I was a block away from work when I stumbled upon the face-off. A man waving two butcher knives above his head seemed unfazed by the fifteen policemen with pistols poised in his direction. He stomped toward the cops until one doused him with pepper spray. Without a flinch, the man switched course, almost reaching 11th Ave before he paused to study a horse drawn carriage en route to Central Park. I really thought they were going to shoot him. I kept thinking, I can’t believe I’m wearing this stupid hat right now. It’s an affront to this man’s dignity to die in front of a girl dressed like goth Princess Toadstool. A face-off on today of all days. I never wear hats.

But they didn’t shoot him. They tazed him bro, and he fell with a thud like someone dropped a bag of sand. Later I heard he was a resident of the halfway house nearby and had stopped taking his meds. It scares me that the only thing keeping some of us from slipping from the ledge of sanity can be some pill as big as a fingernail.
I’ve narrowed down my most looming fears to two: getting fat and going crazy. The first is residual from early life chubbiness. I’m pretty sure that after enough decades I’ll pee that fear right out of my system. But sometimes I think that if I had to bet on one person I know to bring a gun to work, I put my money on me. (Please don't turn me in to the feds, I'm using hyperbole to make a point.) I come from a long line of crazies who were stricken out of nowhere and for no good reason. Like when you go to bed feeling fine and wake up ready to puke your guts out. I worry that will happen to me. I worry about it often. I think I read “Lisa Bright and Dark” too early in life.

I remember going on a whitewater rafting trip as a child. After dragging the boat onto the sandy bank for lunch, our guides rounded up a group for river diving. At 8, with my swollen stomach and purple bathing suit, I peered over the edge of the rocks we'd climbed, thirty feet above the inky river, listening to a young husband try and coax his wife into jumping. “Look, that little girl isn’t scared to do it,” the man explained and nudged his chin in my direction.

In the end, the wife couldn’t be convinced. But with the river guides cheering behind me, I stepped off the ledge, listened to the world around me rush, then crack then get very quiet. I held my breath as long as I could underwater, wanting privacy to savor the satisfaction of my own courage.

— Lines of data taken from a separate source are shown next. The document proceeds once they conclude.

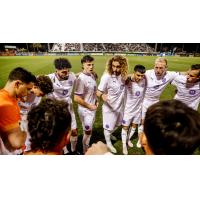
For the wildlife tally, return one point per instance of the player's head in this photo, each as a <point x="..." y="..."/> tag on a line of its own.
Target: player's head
<point x="171" y="127"/>
<point x="139" y="73"/>
<point x="43" y="86"/>
<point x="87" y="64"/>
<point x="22" y="81"/>
<point x="48" y="125"/>
<point x="160" y="66"/>
<point x="193" y="74"/>
<point x="62" y="66"/>
<point x="117" y="65"/>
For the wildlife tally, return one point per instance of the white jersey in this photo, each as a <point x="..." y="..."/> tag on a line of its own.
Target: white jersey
<point x="134" y="98"/>
<point x="114" y="87"/>
<point x="63" y="89"/>
<point x="156" y="86"/>
<point x="188" y="93"/>
<point x="86" y="87"/>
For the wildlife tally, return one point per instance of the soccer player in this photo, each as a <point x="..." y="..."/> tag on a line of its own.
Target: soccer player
<point x="20" y="82"/>
<point x="188" y="87"/>
<point x="42" y="87"/>
<point x="135" y="89"/>
<point x="85" y="96"/>
<point x="112" y="89"/>
<point x="63" y="83"/>
<point x="157" y="79"/>
<point x="170" y="128"/>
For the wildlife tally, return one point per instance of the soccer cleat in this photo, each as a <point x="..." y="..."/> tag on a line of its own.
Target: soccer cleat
<point x="112" y="149"/>
<point x="130" y="144"/>
<point x="112" y="137"/>
<point x="138" y="144"/>
<point x="125" y="151"/>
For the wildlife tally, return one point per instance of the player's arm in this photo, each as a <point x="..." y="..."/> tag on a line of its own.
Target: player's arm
<point x="78" y="99"/>
<point x="102" y="96"/>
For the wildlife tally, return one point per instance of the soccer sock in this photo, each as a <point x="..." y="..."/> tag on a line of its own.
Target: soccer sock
<point x="73" y="141"/>
<point x="85" y="142"/>
<point x="107" y="134"/>
<point x="65" y="150"/>
<point x="124" y="138"/>
<point x="131" y="133"/>
<point x="140" y="129"/>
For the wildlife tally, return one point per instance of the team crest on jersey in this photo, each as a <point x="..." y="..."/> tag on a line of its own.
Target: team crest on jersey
<point x="192" y="92"/>
<point x="156" y="87"/>
<point x="137" y="93"/>
<point x="164" y="80"/>
<point x="65" y="92"/>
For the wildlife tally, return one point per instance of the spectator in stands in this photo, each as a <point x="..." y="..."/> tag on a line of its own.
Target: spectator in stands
<point x="49" y="125"/>
<point x="20" y="82"/>
<point x="170" y="128"/>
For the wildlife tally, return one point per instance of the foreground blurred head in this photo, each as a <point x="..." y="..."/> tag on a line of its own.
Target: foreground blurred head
<point x="48" y="125"/>
<point x="171" y="127"/>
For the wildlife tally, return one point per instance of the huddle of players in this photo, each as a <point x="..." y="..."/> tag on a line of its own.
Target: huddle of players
<point x="126" y="98"/>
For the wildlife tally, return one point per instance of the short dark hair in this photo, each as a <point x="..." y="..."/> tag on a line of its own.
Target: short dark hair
<point x="21" y="74"/>
<point x="62" y="63"/>
<point x="45" y="84"/>
<point x="48" y="122"/>
<point x="87" y="58"/>
<point x="196" y="67"/>
<point x="140" y="68"/>
<point x="171" y="127"/>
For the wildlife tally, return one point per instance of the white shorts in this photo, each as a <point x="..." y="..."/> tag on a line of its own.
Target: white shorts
<point x="146" y="104"/>
<point x="111" y="120"/>
<point x="132" y="118"/>
<point x="87" y="118"/>
<point x="73" y="123"/>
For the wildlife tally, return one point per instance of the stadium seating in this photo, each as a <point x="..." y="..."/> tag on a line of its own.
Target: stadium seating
<point x="102" y="47"/>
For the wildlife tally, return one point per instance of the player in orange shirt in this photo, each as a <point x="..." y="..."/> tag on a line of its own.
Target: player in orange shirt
<point x="20" y="81"/>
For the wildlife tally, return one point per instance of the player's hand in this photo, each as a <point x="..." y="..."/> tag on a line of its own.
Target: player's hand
<point x="92" y="107"/>
<point x="104" y="97"/>
<point x="98" y="148"/>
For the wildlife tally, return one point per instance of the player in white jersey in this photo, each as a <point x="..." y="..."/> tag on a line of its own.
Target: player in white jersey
<point x="85" y="96"/>
<point x="42" y="87"/>
<point x="63" y="83"/>
<point x="112" y="91"/>
<point x="157" y="80"/>
<point x="188" y="87"/>
<point x="134" y="89"/>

Fear of craziness only makes me crazier still. Better to be brave, since I know I can be.

Friday, May 1, 2009

Brilliant Disguise

I remember vividly the “Mike Tyson’s Punchout” game that made its home to the left of the salad bar at the local Pizza Hut growing up. As my brother poured quarters into its little red coin slot, I watched from the table through a fog of ranch dressing. If only I’d known then what I know now the video game’s namesake, maybe I would have spent more time battling alongside my brother and less eating my way through an entire meat lovers pizza.


I was a fat little kid, that’s beside the point. So was Mike Tyson! He says so himself in James Toback’s new “Tyson” documentary, which has helped me refine in another small way why I have become so obsessed with boxing of late. I used to think I couldn’t really tell what distinguishes an incredible fighter from a good one, but watching footage of Tyson before he was Iron Mike, back when he was just starting out with Cus D’Amato, back when he was dealing eight second knock-outs in the Junior Olympics, you realize what a fierce creature he once was. I say “creature” because he was too fast to be human. Watching him shadow box around the ring as a young man makes you wonder if someone accidently knocked film reel into high speed. I’m just so moved by it. It’s the most naked kind of grace, not like dancing or gymnastics or ice skating. It’s grace without the presentation, which to me is the most enviable kind of beauty.


The movie walked me through Tyson’s failed marriage to Robin Givens, his rape conviction, his relationship with Don King, and the only thing I really knew about him before the movie, his taste for ear. But seeing him so calm and candid, angry without all the “I’ll fuck you til you love me faggot” abandon, made me able to recognize the guy behind the caricature. Even with the lisp he wasn’t a caricature. People are just really complex.


On an unrelated note, now that Souter is stepping down from the Supreme Court, I’d like you all to join me in lobbying for the appointment of my dad, Norman Dean Haglund. Judge Haglund could really teach those old bags a thing or two.